The graph below shows the inverse relationship between unemployment and the labor participation rate:
The Wall Street Journal examined this same comparison July 28th, 2012 and noted:
The reality is that the Great Recession ended three long years ago. In this Less Than Great Recovery, the economy shows promise for one good quarter then slows back down. As the nearby chart shows, this is the third straight year of sputtering recovery. Growth of 4.1% in the fourth quarter declined to 2% in the first and now 1.5% in the second. The stock market rose as investors bet that the lousy growth will inspire more Federal Reserve easing.
They also note:
It's important to understand how unusual this kind of weak recovery is. Deep recessions like the one from December 2007 to June 2009 are typically followed by stronger recoveries, as there is more lost ground to make up.

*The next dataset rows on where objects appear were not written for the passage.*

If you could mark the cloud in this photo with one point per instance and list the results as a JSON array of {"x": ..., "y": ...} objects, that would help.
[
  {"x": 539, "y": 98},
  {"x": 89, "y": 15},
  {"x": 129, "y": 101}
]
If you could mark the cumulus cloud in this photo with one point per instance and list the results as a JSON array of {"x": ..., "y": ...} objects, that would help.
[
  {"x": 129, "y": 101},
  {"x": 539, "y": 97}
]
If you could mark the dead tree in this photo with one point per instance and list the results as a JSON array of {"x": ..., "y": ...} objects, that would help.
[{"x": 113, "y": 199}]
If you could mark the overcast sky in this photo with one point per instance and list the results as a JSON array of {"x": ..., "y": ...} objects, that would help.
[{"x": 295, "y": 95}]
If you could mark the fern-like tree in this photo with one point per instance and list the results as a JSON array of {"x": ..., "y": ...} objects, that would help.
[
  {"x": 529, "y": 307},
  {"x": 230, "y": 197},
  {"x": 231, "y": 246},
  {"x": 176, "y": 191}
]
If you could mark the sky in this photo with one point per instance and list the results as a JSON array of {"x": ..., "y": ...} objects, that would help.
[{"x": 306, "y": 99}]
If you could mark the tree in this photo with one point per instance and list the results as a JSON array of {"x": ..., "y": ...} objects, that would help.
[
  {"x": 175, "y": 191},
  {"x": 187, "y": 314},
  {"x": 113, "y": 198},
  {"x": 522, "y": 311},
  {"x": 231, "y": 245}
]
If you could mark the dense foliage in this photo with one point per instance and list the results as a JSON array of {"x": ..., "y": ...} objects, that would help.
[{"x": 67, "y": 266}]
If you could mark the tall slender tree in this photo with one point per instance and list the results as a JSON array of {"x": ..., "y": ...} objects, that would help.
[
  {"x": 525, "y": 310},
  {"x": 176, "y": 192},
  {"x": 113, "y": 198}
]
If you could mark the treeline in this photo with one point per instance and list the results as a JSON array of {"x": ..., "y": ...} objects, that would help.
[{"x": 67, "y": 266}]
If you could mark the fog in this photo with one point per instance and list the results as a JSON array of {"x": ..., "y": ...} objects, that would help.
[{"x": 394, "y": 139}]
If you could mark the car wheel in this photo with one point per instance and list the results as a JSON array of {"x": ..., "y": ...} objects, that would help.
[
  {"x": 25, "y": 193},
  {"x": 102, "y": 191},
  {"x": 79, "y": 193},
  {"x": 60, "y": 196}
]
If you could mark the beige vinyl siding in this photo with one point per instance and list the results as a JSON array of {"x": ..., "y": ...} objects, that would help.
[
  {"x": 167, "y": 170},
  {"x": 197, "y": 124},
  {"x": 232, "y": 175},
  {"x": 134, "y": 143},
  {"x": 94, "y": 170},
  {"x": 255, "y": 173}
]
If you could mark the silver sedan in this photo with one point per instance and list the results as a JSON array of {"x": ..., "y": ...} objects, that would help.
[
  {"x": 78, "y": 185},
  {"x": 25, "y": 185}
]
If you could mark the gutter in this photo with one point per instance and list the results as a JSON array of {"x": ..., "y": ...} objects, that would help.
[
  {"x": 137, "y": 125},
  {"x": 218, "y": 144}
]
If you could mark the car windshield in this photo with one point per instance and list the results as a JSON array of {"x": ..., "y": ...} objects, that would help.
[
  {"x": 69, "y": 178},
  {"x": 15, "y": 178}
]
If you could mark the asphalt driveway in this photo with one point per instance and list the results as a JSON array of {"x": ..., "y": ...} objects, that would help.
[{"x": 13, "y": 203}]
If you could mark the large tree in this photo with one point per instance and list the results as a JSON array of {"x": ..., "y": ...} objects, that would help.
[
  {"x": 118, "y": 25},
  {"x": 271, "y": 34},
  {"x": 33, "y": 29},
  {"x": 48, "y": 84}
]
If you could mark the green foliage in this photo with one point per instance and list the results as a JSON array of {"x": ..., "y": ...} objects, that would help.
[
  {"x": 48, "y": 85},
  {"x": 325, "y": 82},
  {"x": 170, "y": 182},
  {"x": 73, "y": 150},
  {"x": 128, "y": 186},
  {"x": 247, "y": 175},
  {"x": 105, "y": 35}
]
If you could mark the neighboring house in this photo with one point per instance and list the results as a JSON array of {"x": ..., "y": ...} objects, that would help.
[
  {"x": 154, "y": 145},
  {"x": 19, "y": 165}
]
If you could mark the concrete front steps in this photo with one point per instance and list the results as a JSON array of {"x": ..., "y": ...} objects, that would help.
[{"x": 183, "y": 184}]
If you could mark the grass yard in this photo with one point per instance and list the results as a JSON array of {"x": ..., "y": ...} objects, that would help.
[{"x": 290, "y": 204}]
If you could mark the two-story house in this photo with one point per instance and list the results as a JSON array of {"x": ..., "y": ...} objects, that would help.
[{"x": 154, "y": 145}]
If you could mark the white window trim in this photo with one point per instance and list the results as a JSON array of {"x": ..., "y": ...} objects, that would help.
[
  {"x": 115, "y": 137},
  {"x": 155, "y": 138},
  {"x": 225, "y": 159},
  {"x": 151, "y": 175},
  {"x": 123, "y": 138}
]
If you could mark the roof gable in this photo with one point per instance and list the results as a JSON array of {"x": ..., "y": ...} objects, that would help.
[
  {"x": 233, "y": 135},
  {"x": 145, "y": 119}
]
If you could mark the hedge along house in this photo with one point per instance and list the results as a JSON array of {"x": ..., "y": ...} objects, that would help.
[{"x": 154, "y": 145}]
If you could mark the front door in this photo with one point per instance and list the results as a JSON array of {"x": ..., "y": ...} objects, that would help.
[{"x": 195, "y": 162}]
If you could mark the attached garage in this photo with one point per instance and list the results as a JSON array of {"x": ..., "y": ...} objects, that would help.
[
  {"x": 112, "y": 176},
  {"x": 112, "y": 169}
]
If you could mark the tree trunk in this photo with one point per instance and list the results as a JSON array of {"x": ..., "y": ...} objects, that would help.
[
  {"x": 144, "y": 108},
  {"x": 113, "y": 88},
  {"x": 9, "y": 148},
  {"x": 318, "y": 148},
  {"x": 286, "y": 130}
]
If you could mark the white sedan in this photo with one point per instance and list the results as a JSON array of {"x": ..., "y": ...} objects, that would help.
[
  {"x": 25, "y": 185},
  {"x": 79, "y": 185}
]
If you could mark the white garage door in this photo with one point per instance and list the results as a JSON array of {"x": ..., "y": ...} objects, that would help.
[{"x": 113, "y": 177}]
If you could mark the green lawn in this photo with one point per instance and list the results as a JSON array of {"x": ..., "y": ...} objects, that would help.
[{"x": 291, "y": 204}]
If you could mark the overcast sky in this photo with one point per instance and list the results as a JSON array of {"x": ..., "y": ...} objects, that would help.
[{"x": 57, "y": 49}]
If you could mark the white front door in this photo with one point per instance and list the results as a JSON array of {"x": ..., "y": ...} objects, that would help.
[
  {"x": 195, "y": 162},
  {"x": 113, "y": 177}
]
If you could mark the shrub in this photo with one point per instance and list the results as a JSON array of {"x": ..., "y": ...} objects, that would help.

The most recent comparable recession occurred in 1981-1982. Yet as the nearby chart shows, the Reagan expansion exploded with a 9.3% quarter and kept up a robust pace for years. By the 12th quarter of expansion, growth popped up to 6.4.%. At this stage of the Reagan expansion, overall GDP was 18.5% higher versus 6.7% for the Obama recovery, according to Congress's Joint Economic Committee.
Another comparison is the actual job numbers themselves. Reagan had a double dip recession in his first term with negative job numbers soon after his election. It took nearly two years before he went from negative job numbers back to positive job creation, but when it did, it posted a massive 1,114,000 new jobs in September 1983 alone! Certainly an amazing achievement. From that point on job creation numbers in the 100's, 200's and 300's thousands.
That same period in Obama's term in September of his third year produced 202k jobs but has been declining since and has been an anemic 75k average over the past three months.
When one considers that 30 years ago when Reagan was President, both the population and the size of the economy were smaller, the contrast looks even worse.
And lastly, consider this, the New York Times estimates we need to be creating 150k jobs a month just to keep up with normal population growth.
Of course, there are other differences as well between the two eras. The Federal Reserve policies were remarkably different. In a future post I hope to show how the Federal Reserve's current policies are making Obama's job much more difficult than they were under Reagan in a way that may seem contrary to traditional economic thought. But that is a post for another day.